Na chwilę zapanowała cisza, którą przerwał głos Jeona.

– Chcę, żebyś do mnie mówił. O czymkolwiek. Lubię cię słuchać i cieszę się, że zaczynasz się przede mną otwierać. Nie wstydź się ze mną rozmawiać. Mów, kiedy chcesz i o czym chcesz, dobrze aniołku?

Do cholery!Ile razy ci mówiłam, żebyś się nie odzywał?! – krzyczała Sora, stojąc nad klęczącym za karę dziesięcioletnim synem.

Przepraszam... – jego głos trząsł się ze strachu.

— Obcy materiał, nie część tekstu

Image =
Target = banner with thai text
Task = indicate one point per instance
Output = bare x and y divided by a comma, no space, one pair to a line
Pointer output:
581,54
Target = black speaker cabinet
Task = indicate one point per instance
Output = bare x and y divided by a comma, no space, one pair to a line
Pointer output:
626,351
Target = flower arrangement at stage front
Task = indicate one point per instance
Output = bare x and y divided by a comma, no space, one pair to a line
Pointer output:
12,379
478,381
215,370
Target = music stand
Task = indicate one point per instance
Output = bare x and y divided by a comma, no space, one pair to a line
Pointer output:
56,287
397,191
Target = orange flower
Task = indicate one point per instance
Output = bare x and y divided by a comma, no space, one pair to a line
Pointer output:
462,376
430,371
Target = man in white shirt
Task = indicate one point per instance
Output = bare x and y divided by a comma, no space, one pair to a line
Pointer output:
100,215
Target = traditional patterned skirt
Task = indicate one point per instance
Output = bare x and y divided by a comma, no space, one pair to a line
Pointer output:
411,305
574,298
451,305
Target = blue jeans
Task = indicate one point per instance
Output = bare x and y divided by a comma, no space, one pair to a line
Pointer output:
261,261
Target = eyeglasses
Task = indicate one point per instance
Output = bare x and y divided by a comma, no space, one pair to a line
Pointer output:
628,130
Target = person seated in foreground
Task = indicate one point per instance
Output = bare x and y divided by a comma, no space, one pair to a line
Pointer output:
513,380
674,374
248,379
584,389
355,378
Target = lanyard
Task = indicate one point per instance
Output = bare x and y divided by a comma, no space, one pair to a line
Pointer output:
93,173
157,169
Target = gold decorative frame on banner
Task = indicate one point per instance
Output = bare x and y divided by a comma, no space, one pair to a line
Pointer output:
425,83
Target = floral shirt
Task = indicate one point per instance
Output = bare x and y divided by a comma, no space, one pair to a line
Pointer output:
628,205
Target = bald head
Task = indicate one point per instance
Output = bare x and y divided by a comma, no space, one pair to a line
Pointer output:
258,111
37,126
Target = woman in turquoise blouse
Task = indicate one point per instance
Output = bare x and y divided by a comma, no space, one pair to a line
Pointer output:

Gówno mi z twoich przeprosin!Jak mogłeś powiedzieć obcemu człowiekowi, że piję dużo alkoholu?!Wyszłam przez ciebie na alkoholiczkę! – wciągnęła mocno powietrze przez nos i wypuściła długi oddech, po czym zaczęła już nieco bardziej opanowanym tonem:

Od dzisiaj zakazuje ci rozmawiać z kimkolwiek kto przychodzi do tego domu. Masz się zamknąć i odzywać, kiedy cię o to poproszę. Nie uczyłam cię już, że niewyparzona jadaczka jest bardzo brzydką cechą?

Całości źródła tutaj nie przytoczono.